SETI to Begin Searching for Alien Lasers

The Search for Extraterrestrial Intelligence (SETI) is adding a new set of laser detectors to its arsenal, upping its array of tools in the search for signs of life beyond Earth. Designed to detect laser pulses originating from space, including those that may have been created by intelligent life, LaserSETI is the latest effort by a nearly forty-year-old organization more commonly known for searching the skies for extraterrestrial radio signals.


SETI likely rose to its highest prominence when a movie version of Carl Sagan’s novel Contact hit theaters in 1997. However, although the SETI Institute wasn’t officially founded until 1984, the organization’s start is often said to have unofficially occurred in 1960, when astronomer Frank Drake first used a radio telescope to comb the heavens for radio signals originating from beyond Earth.

Perhaps unsurprisingly, especially given the era, early SETI efforts were met with a heavy amount of skepticism, particularly from the mainstream science community who mostly agreed (at least at that time) that life beyond Earth was highly unlikely. Ironically, the UFO community, which proposed that extraterrestrial life may already be here, has also criticized SETI for not taking their cause seriously.

Now, the group is once again carving its own path between these two extremes by announcing the addition of a second laser detector to its extraterrestrial techno-signature hunting arsenal.

SETI laser Hawai'i
Installation team. Left to right: Jason Gillum, Eliot Gillum, and Stephen Bourdow. Image Credit: Eliot Gillum.



“LaserSETI is a unique astronomy program designed to detect potential laser pulses originating from outside the solar system,” the organization’s recent press release explains. “It is building a global network of instruments to monitor the entire night sky.”

Specifically, each hub in the LaserSETI arsenal will house “two identical cameras rotated 90 degrees to one another along the viewing axis.” These cameras work by using a “transmission grating” that splits incoming light sources into spectra. According to the release, it can accomplish this feat over 1,000 times per second. Of course, stars emit light across a range of spectra, but the signals from alien lasers that SETI researchers are looking for should be confined to a specific spectrum, making them distinguishable from other interstellar phenomena.

The first LaserSETI detection array was installed at the Robert Ferguson Observatory in Sonoma, CA, while this second system was just set up last month in Hawai’i at the Haleakala Observatory.
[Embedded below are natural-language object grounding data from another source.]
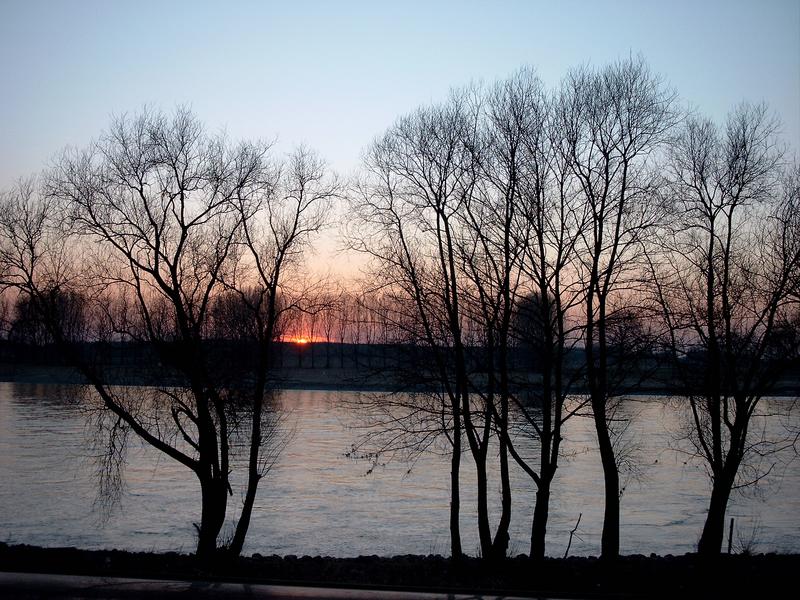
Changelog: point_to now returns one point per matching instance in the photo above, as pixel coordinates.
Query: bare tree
(614, 120)
(544, 224)
(726, 286)
(163, 212)
(418, 176)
The California cameras point west, while the new Haleakala cameras will point east, providing “redundant coverage of the sky over the Pacific.”
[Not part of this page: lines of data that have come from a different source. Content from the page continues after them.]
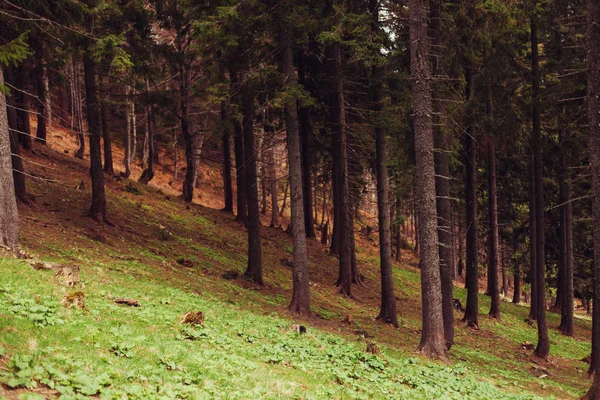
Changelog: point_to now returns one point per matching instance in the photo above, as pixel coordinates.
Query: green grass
(115, 351)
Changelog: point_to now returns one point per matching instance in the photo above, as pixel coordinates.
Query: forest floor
(174, 260)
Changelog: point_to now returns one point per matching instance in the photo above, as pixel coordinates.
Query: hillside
(173, 260)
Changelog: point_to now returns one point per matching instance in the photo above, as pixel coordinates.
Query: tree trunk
(471, 317)
(128, 142)
(532, 244)
(432, 339)
(226, 143)
(493, 249)
(98, 208)
(22, 101)
(254, 269)
(387, 310)
(543, 345)
(148, 159)
(493, 230)
(566, 233)
(43, 103)
(273, 182)
(9, 215)
(188, 183)
(338, 116)
(444, 208)
(15, 148)
(77, 110)
(593, 97)
(108, 162)
(300, 303)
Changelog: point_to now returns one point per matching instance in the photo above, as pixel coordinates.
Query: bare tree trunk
(493, 230)
(128, 142)
(9, 215)
(433, 342)
(98, 208)
(338, 111)
(471, 317)
(532, 244)
(254, 269)
(593, 97)
(148, 159)
(78, 111)
(43, 103)
(493, 249)
(104, 106)
(273, 183)
(300, 303)
(226, 145)
(22, 101)
(15, 148)
(543, 346)
(566, 231)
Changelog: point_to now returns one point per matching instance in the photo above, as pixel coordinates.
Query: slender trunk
(98, 208)
(78, 111)
(593, 97)
(338, 111)
(127, 141)
(493, 230)
(300, 303)
(9, 215)
(432, 339)
(566, 305)
(188, 183)
(108, 162)
(240, 174)
(444, 208)
(22, 101)
(226, 145)
(285, 193)
(471, 317)
(148, 158)
(254, 269)
(543, 345)
(493, 248)
(387, 310)
(273, 182)
(43, 103)
(532, 244)
(15, 148)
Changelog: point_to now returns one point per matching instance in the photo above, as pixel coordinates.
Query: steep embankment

“When you don’t know where to look, an instrument with an enormous field-of-view and time range allows us to cover a lot more ground than ever before.” said Eliot Gillum, principal investigator for LaserSETI.
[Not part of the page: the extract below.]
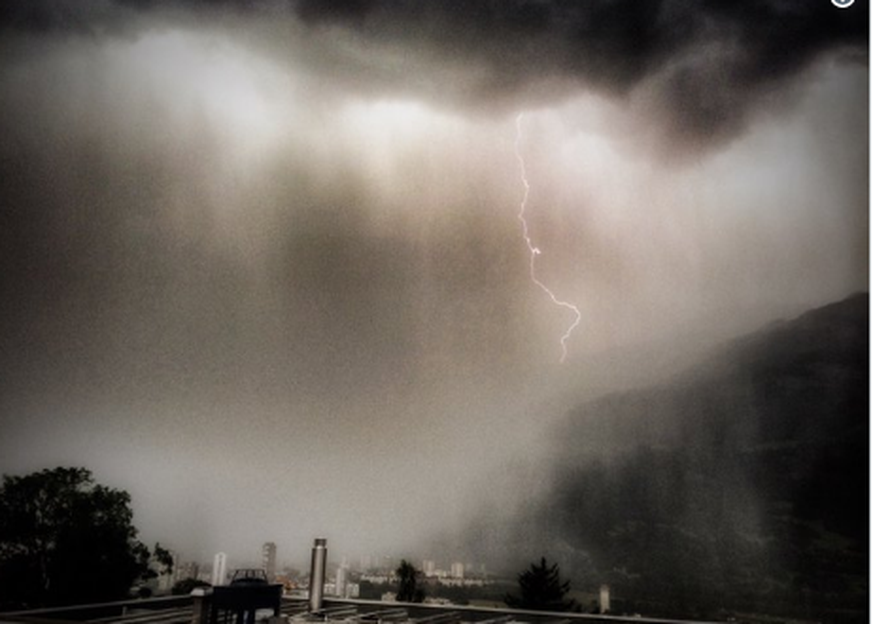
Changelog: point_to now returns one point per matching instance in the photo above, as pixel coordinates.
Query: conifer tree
(541, 589)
“LaserSETI is attempting a big step forward in SETI, the search for extraterrestrial intelligence,” added Gillum. “It’s the first project in either optical or radio astronomy designed to cover the entire sky.”


Regardless of one’s disposition toward SETI or their methods, this increased effort to hunt for technosignatures is just the latest in a string of exciting efforts already underway.

For instance, NASA’s James Webb telescope is almost on station, where a number of researchers who have booked time on the first of its kind infrared observatory will begin looking for sign of extraterrestrial life on previously detected, potentially habitable exoplanets. Harvard’s Avi Loeb is mounting Project Galileo, which is preparing to use telescopes to scan Earth’s skies for potential alien techno-signatures. Furthermore, recent reports of findings in our own solar system along with plans for an array of tantalizing missions by the world’s space agencies have added even more fuel to the extraterrestrial life hunting fire.

“The possibility that life exists elsewhere is exciting for the public, especially with the reports of biologically interesting molecules in the atmosphere of Venus, the selection of two Venus missions by NASA, the Mars Perseverance rover mission, and the upcoming Europa Clipper mission to explore Jupiter’s moon,” said Karen Meech, interim director for the University of Hawai’i’s Institute for Astronomy (IfA), who is a partner on this latest SETI effort. “UH has had a long involvement in Astrobiology to explore the possibility of life elsewhere — both through research related to formation of habitable worlds, discovery of exoplanets, and the development of new innovative mirror and telescope technology to detect planets.”

“It is exciting to add a new direction to this investigation by searching for technological signatures,” added Meech of the LaserSETI effort.

And remember, if they find proof of aliens by 2036, someone owes someone else a cup of coffee.